Canonical Pattern Seeding

Establish strong local examples first, because future work will imitate the surrounding pattern.

Agents are highly pattern-following: templates, initial tests, file layout, README style, and CI setup all become implicit policy. The fastest way to improve future output is to seed the codebase with the shape of work you want copied. #

Embedded Standards

Put quality and style expectations into concrete artifacts the system can inspect and execute.

Treats tests, starter templates, and existing code patterns as the real carriers of standards. Delegation gets more reliable when norms are demonstrated and machine-checkable. #

Encode the Hard Part

Put human effort into the few original conceptual moves that are still hard to generate, and let systems handle explanation, adaptation, and distribution.

Once the core insight exists, systems can explain it in many ways to many people. The scarce human contribution is no longer generic explanation; it is producing the distilled conceptual bit that others can then amplify. #

External Working Memory

Extend long-running work by storing evolving state outside immediate context and refreshing it continuously.

Rather than rely on one uninterrupted context window, use a scratchpad and continuation loop. Offload intermediate understanding into stable external state so work can remain coherent over long horizons. #

Independent Reality Checks

Keep long-running work aligned by checking it against multiple external signals of correctness rather than trust in local reasoning alone.

Specs, conformance tests, compilation, and visual comparisons as separate feedback channels. Long autonomous loops drift unless reality keeps correcting them from the outside. #

Intent Over Interfaces

Hide fragmented systems behind one coordinating layer that accepts human goals, remembers context, and routes the underlying actions.

People want to express intent to one persistent coordinator, while the underlying tools become modular capabilities exposed through APIs. #

Lethal Trifecta

A system becomes structurally dangerous when it combines private data, exposure to hostile input, and a path to send data back out.

This is the basic breach geometry behind many failures.

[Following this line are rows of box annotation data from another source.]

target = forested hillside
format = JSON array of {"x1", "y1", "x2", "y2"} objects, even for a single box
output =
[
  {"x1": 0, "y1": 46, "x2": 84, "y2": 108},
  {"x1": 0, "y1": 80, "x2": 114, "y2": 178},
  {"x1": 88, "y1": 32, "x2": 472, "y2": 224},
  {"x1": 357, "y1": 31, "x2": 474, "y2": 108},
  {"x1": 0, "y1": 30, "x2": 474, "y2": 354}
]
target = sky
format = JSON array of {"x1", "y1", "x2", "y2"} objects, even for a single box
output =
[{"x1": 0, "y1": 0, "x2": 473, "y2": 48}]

If you cannot trust the inputs, remove one of the three legs, especially the outbound path. #

Normalization of Deviance

Repeated near-misses make risky behavior feel normal and safe until a failure finally lands.

Surviving unsafe behavior teaches organizations the wrong lesson. Lack of disaster can increase overconfidence instead of proving safety. #

Plurality Over Monoculture

High-stakes systems are healthier when capability and decision-making are distributed across multiple specialized actors and a shared open layer, rather than concentrated in one closed center. #

Precise Ends, Flexible Means

Define outcomes, priorities, boundaries, and corner cases precisely, while leaving local implementation choices open.

The system is rigorously obedient to its instructions. When the work goes in an unwanted direction, the remedy is usually not more effort inside the run, but a better top-level brief that is detailed on goals and constraints without micromanaging execution. #

Process as Code

Make instructions, roles, and workflows explicit enough that they can themselves be tested, compared, and improved.

Once the operating process is written down clearly enough, it stops being invisible overhead and becomes an improvable system. #

Prototype-to-Proof Loop

Treat ideas as hypotheses, generate multiple versions cheaply, and decide by testing them against reality.

Initial ideas are usually wrong and that cheap prototyping changes the economics of exploration. #

Quality by Longevity

Set the quality bar according to how long the software must live and how much change it must absorb.

Distinguish disposable software from maintained software: for short-lived utilities, working output may be enough; for long-lived systems, structure, refactoring, and readability matter much more. Match engineering investment to expected maintenance burden. #

Recursive Scoped Ownership

Break a large objective into nested scopes with clear owners, and keep each unit inside its assigned boundary.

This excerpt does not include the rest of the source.